Pero nada de eso pesa sobre la puesta en escena. A poco de comenzar la cámara penetra en el escenario y el montaje ubica en un espacio, que, siendo siempre ilusorio, es posible solo en el cine, en el que los encuadres son los precisos para borrar las fronteras entre representación, imaginación y emoción. Cada ciertos tramos se vuelve al encuadre teatral, a los telones pintados, a lo que sucede con los intérpretes durante el descanso, a las bambalinas y lo que ocultan hacia el público de la sala. Nada de eso atenta contra la seducción manifiesta de la obra, ni significa una falta de respeto hacia Mozart, cuyas intenciones expresivas parecen ser llevadas al extremo. Una ópera que incluye diálogos no cantados y arias dificilísimas, coros, dúos y armonías entre las más bellas del compositor. Todo envuelto en el claro propósito de la más pura seducción. Si hay una puerta atractiva para entrar al mundo de la ópera, esa es La flauta mágica, lo comprueban las generaciones de niños que la han hecho su favorita desde su estreno en 1791, poco antes de la muerte de Mozart. Aún hoy es una de las óperas más representadas en todo el mundo, como lo quiere simbolizar el público que muestra la película: todas las edades, todas las razas y condiciones están en él.
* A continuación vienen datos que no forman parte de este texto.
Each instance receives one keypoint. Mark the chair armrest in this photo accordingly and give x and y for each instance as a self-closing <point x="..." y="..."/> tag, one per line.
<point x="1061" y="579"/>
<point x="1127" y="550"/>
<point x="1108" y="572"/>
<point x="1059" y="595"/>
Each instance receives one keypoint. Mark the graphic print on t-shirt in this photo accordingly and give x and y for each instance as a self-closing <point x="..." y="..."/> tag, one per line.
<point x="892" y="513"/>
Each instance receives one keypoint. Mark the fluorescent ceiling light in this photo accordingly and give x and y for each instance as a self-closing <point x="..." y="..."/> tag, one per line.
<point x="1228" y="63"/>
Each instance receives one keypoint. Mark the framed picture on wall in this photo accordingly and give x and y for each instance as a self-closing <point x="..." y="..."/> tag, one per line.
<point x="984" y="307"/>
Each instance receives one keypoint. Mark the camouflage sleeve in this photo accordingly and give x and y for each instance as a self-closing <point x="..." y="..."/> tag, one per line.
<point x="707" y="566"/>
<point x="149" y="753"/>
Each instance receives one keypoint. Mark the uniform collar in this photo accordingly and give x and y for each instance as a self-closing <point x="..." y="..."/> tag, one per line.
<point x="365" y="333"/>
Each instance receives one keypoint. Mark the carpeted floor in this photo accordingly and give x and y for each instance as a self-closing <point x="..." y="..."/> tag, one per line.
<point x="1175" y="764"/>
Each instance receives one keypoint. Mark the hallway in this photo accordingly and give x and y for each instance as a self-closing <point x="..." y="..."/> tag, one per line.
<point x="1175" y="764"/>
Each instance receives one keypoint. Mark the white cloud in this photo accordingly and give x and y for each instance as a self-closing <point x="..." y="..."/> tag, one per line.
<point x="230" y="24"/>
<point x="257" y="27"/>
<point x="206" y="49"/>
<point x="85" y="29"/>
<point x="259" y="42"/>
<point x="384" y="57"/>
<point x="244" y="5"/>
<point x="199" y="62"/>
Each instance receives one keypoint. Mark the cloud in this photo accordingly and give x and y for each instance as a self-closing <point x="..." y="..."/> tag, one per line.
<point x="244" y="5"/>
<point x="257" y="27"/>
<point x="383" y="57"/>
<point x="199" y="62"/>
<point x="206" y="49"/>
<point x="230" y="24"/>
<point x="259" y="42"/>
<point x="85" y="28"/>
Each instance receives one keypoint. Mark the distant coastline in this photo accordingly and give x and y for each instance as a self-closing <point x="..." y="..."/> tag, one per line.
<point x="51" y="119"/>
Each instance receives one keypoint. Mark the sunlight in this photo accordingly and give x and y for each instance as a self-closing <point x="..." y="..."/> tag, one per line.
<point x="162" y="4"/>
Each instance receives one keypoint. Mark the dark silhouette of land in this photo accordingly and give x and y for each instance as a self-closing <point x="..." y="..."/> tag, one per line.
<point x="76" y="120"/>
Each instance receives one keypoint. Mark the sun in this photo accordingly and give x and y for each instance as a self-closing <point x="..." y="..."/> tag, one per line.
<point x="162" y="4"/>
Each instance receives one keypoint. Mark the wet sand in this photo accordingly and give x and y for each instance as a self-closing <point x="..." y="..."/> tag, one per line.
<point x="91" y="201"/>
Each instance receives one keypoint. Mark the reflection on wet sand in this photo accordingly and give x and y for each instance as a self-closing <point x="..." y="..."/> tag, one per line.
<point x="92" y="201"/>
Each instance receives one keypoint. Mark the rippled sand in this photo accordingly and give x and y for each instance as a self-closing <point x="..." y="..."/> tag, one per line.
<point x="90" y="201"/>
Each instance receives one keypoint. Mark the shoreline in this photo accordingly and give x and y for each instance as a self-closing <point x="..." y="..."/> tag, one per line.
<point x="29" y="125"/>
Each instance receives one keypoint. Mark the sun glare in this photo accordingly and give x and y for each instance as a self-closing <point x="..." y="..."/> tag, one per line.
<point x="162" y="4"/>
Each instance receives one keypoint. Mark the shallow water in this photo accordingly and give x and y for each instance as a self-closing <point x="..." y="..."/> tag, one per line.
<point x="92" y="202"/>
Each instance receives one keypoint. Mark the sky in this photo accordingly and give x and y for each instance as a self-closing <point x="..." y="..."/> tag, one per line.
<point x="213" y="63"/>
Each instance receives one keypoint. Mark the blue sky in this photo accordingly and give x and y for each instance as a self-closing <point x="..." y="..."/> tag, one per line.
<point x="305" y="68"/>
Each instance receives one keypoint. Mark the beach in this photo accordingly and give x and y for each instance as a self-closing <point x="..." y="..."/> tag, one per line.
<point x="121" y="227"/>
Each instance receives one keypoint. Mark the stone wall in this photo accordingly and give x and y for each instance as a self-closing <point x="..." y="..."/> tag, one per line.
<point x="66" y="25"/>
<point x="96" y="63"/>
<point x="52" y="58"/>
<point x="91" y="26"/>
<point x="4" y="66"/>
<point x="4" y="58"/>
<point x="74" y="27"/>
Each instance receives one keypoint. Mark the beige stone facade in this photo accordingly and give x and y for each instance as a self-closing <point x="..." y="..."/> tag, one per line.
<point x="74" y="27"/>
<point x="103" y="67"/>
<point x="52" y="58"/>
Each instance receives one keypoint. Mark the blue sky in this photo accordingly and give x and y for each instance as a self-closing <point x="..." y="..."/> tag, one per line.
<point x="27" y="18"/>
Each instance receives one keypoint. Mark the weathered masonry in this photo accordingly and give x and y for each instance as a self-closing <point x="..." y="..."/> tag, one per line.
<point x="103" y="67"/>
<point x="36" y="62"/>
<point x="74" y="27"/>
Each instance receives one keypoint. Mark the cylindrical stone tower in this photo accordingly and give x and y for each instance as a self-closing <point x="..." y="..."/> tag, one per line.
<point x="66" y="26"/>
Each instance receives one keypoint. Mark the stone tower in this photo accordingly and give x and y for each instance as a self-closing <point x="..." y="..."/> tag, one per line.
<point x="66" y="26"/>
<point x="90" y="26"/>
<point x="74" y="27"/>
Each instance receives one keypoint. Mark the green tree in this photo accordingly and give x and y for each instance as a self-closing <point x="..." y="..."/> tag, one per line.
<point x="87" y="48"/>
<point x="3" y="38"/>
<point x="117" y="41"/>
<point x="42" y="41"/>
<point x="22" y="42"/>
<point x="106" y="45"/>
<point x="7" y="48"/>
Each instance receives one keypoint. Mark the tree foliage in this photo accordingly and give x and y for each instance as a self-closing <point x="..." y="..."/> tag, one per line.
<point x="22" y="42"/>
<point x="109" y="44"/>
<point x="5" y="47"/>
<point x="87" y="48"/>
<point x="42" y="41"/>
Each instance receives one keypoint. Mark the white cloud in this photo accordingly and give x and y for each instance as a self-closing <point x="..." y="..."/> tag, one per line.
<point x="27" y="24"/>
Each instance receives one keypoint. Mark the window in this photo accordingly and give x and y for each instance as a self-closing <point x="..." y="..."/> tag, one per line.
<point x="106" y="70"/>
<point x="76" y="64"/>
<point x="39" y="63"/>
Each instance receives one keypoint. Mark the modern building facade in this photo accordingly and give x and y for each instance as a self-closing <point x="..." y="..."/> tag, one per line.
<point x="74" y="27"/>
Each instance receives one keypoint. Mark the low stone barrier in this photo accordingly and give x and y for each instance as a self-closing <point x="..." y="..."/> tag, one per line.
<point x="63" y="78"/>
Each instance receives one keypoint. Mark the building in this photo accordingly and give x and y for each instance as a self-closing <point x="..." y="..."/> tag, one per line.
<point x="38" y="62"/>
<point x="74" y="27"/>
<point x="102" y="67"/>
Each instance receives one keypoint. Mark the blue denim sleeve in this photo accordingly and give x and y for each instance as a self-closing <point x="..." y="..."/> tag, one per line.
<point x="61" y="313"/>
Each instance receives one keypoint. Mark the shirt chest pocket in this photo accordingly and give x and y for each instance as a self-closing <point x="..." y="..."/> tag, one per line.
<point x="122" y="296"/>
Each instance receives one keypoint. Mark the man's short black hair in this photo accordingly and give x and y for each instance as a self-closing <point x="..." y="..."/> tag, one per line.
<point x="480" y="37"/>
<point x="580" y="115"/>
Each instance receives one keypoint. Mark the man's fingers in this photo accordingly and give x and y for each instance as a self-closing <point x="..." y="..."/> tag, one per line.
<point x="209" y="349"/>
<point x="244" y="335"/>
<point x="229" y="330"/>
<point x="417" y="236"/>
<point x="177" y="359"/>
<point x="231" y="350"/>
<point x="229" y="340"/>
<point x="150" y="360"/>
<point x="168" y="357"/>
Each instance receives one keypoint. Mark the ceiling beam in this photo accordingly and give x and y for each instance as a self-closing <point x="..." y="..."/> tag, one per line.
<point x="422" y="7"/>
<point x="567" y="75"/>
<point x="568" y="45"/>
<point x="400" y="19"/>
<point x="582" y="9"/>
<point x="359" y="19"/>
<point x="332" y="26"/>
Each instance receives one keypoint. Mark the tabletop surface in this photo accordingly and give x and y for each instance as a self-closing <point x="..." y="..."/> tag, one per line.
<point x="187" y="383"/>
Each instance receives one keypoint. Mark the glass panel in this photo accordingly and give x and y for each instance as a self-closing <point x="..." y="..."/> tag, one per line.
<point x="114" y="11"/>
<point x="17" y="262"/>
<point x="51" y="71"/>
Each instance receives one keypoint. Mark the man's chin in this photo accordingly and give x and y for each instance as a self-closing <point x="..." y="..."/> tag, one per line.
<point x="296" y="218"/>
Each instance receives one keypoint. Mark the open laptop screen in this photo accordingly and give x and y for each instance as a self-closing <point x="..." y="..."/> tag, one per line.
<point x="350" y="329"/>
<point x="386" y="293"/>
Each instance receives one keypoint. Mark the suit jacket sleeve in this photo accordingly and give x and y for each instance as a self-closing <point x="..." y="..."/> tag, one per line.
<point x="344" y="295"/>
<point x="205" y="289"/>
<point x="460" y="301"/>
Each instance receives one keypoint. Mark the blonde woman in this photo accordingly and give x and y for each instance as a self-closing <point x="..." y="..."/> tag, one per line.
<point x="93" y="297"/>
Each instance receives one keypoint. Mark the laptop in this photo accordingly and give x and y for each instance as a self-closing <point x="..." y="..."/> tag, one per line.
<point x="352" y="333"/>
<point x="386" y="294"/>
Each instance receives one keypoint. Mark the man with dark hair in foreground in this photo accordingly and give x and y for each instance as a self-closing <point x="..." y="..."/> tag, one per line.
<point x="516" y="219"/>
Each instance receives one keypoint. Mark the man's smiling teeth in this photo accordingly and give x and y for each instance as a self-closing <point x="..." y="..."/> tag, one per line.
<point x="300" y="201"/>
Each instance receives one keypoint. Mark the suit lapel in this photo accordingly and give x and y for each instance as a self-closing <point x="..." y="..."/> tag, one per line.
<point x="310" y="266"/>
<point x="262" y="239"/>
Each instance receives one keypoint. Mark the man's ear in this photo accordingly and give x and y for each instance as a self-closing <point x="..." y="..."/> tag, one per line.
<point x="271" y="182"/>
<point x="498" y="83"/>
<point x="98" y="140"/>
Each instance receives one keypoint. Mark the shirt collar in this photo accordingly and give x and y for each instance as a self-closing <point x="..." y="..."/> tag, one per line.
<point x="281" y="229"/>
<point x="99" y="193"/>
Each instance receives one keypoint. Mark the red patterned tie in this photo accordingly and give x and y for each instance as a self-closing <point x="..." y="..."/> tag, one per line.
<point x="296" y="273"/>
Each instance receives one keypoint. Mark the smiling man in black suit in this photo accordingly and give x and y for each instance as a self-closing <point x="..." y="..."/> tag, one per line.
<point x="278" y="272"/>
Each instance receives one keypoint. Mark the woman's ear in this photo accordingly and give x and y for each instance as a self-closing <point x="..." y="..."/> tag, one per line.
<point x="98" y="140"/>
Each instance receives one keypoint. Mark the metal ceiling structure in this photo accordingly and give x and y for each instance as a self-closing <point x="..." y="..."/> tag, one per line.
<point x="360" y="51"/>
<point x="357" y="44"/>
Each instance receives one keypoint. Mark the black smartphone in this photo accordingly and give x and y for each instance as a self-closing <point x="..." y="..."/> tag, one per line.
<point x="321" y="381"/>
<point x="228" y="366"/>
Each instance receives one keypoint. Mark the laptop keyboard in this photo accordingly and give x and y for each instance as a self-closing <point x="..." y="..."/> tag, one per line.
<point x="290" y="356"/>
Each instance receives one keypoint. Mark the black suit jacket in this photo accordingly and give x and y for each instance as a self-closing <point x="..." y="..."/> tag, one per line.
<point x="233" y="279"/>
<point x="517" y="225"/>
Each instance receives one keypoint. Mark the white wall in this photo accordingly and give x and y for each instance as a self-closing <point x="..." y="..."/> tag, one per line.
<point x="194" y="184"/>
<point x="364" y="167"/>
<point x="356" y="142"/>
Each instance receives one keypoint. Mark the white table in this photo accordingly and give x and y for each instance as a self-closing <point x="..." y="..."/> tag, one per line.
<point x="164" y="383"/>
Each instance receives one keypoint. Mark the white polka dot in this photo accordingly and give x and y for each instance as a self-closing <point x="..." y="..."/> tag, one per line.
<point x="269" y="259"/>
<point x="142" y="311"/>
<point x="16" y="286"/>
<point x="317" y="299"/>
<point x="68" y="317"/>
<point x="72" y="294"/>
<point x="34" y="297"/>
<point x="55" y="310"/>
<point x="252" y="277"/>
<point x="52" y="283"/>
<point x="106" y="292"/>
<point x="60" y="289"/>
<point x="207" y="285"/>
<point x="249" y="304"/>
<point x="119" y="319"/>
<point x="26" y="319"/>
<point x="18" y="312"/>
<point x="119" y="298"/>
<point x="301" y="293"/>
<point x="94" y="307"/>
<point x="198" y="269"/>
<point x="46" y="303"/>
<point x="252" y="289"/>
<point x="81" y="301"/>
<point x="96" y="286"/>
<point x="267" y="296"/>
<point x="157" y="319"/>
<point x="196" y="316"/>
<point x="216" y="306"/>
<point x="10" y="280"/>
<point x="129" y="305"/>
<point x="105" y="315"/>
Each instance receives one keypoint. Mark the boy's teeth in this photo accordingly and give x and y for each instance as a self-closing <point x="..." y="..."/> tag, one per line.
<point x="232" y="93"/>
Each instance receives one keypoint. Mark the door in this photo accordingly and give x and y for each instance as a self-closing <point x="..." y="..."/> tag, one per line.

Si bien es comprensible que Bergman, uno de los más afamados directores teatrales de Suecia, haya tenido interés en dirigir la puesta en escena, resulta insólito que se haya dirigido a ese segmento del público que siempre mantuvo cuidadosamente alejado de su obra creativa: los niños. Quizá en la decisión influenció su hija Linn, cuya madre es Liv Ullmann y que hoy es conocida como escritora. En el filme, ella es la espectadora principal del espectáculo. Para capturar al público infantil también usó carteles con la letra de algunos coros.

El resultado ha sido uno de los mayores éxitos comerciales del cineasta y la más aplaudida de las transposiciones de ópera a la pantalla. Cuenta con unos excelentes Papageno y Reina de la Noche y una espléndida iluminación (Sven Nykvist), quien en la obertura aparece entre los espectadores, junto al actor Erland Josephson, a Käbi Laretei, conocida pianista y cuarta esposa de Bergman, y al propio cineasta, que por una sola vez se expuso fugazmente delante de la cámara.

Un deleite que no conoce edad y que enseña todo sobre el cruce de géneros, lenguajes, formatos y épocas. Todavía se entienden perfectamente las razones de su éxito.

La flauta mágica  (Trollflöjten) Adaptación y dirección: Ingmar Bergman; con: Josef Köstingler, Irma Urrila, Håkan Hagegard, Elizabeth Eriksson, Ulrik Cold, Birgit Nordin, Ragnar Ulfung; Fotografía: Sven Nykvist; Orquesta y coro de la Radio Sueca, dirigidos por Eric Ericson. Duración: 135 minutos. Suecia, 1975.